None of the DCB-treated patients underwent TLR by 9 months, as compared to 4.8% of the BMS-treated patients (P < 0.001 for noninferiority and P = 0.06 for superiority). BARC 2-5 bleeding events occurred with similar frequency in both groups. Over 9-month follow-up, there were two cases of definite stent thrombosis with BMS, but no vessel closures with DCBs.
“PCI with a drug-coated balloon with the possibility for bailout stenting is a safe and efficient novel option in these patients,” Rissanen concluded.
While awaiting novel stents as alternatives to BMS for patients at high bleeding risk who cannot take lengthy DAPT regimens, “a strategy with drug-eluting balloons still makes sense,” said panelist Antonio Colombo, MD (EMO GVM Centro Cuore Columbus, Milan, Italy), after Rissanen’s presentation. “The problem [is] many operators are uncomfortable not using a stent in a large vessel, even when they have a good result.” In cases with dissection, it’s probably too risky, he advised. “I think safety is number one. But if you have a good result, . . . why do you need to place a stent?”

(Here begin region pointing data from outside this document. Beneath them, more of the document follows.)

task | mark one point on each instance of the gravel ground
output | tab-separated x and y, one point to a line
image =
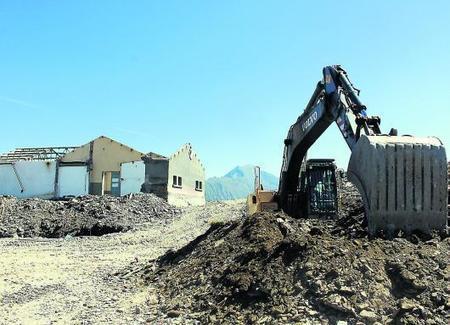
87	215
73	280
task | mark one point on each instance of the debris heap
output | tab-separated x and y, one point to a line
272	268
81	216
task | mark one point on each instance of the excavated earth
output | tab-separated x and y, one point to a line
270	268
81	216
212	264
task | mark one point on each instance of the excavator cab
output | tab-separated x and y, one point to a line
261	200
316	194
320	188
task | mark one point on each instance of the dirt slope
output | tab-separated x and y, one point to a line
271	268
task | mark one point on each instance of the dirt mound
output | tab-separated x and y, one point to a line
272	268
81	216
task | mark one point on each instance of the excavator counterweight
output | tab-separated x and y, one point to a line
402	179
403	182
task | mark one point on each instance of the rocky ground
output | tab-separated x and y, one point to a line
215	264
81	216
72	280
270	268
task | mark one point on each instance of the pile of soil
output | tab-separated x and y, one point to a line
82	216
271	268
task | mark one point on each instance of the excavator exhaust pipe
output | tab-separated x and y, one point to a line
403	183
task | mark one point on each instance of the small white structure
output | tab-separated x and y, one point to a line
132	177
37	172
25	179
72	181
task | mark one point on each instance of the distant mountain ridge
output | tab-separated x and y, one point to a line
237	184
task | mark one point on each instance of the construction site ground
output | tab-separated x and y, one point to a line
71	280
214	264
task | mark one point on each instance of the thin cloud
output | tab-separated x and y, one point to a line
18	102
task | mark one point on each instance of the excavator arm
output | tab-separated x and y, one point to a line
401	179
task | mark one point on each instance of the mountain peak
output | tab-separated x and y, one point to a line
237	184
240	171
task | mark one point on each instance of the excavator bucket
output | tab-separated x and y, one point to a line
403	183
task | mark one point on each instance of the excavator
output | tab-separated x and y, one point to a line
402	179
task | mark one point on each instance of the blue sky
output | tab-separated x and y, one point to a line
230	77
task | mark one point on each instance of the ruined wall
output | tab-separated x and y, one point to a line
185	164
132	177
25	179
156	177
107	155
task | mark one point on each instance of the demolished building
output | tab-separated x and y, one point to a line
102	166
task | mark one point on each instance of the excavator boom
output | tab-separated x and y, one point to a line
402	179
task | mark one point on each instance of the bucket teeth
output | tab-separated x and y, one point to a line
403	182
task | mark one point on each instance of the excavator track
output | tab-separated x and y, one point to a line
403	182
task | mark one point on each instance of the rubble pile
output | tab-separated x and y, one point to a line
80	216
270	268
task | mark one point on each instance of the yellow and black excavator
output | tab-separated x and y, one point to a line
402	179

Colombo suggested measuring fractional flow reserve after treatment might provide some reassurance to operators that DCBs have done the job.
“What’s next? What’s the next trial after this?” Scheller asked Rissanen, who replied: “I think we have to challenge DES in bleeding-risk patients.” But first, he continued, the DAPT protocol merits a closer look, “because I’m not sure . . . what this 1 month of DAPT is based on after drug-eluting balloon. I don’t think we need at all. We could use single antiplatelet or a loading dose alone.”
To TCTMD, Scheller described the use of BMS in DEBUT as a limitation, but said other randomized trials are on the way: PEPCAD NSTEMI, which also employs BMS but in a larger cohort, and BASKET-SMALL2, which pits DES against DCB in small coronary vessels. “There’s a lot of new stuff coming this year,” he said.
Rissanen T. Drug-eluting balloon for the treatment of de novo coronary artery lesions in patients with high bleeding risk – a randomized controlled single-blind multicenter trial (DEBUT). Presented at: EuroPCR 2018. May 23. 2018. Paris, France.
- Rissanen reports receiving research and educational grants andas well as honoraria from BBraun.